I am backing up my SVN server. I have 2 scheduled tasks: every 15 min, take the latest revesions that where not previously backed up and dump them to a file… then weekly, take a full backup. i ran this on a folder with 13 full backups (about 730mb a piece, totaling about 9Gb) and 31 smaller backups, averaging about a meg and a half… there is a LOT of duplicated data here: every full backup is the equivilant of the last weeks full backup and the smaller 15min backups… and it goes on. De-Duplication looks at all the blocks, and figures out of they have already been backed up… If so, it wont back it up again, put puts a pointer to that block in the backup db…

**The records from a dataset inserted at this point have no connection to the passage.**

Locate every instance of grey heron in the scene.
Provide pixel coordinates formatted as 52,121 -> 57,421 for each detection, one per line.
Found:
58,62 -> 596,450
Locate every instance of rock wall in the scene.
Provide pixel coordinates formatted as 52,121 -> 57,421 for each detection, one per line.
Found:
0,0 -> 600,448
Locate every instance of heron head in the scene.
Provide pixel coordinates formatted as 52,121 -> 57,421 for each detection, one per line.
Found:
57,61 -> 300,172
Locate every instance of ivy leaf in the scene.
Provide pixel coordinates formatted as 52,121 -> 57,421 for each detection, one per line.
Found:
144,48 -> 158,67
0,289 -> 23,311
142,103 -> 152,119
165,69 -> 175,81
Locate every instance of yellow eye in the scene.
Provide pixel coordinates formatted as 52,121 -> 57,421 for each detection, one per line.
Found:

So, we say the last full backup is 750mb… that shold be all that is needed… Jungle Disks first backup of this server found 8.45Gb and uploaded 149mb! Thats it! there is compression going on there also, but that is pretty impressive! A Full backup has been run since then, and it brough the total file size to 9.17Gb, and the upload was 4.47mb! Very, VERY Cool!

So, at the moment, i have it backing up my SQL server, my Ubuntu server (where the blogs live, both the WordPress dirs and the MySQL server itself) and also my SVN Box. So far so good! Check if out.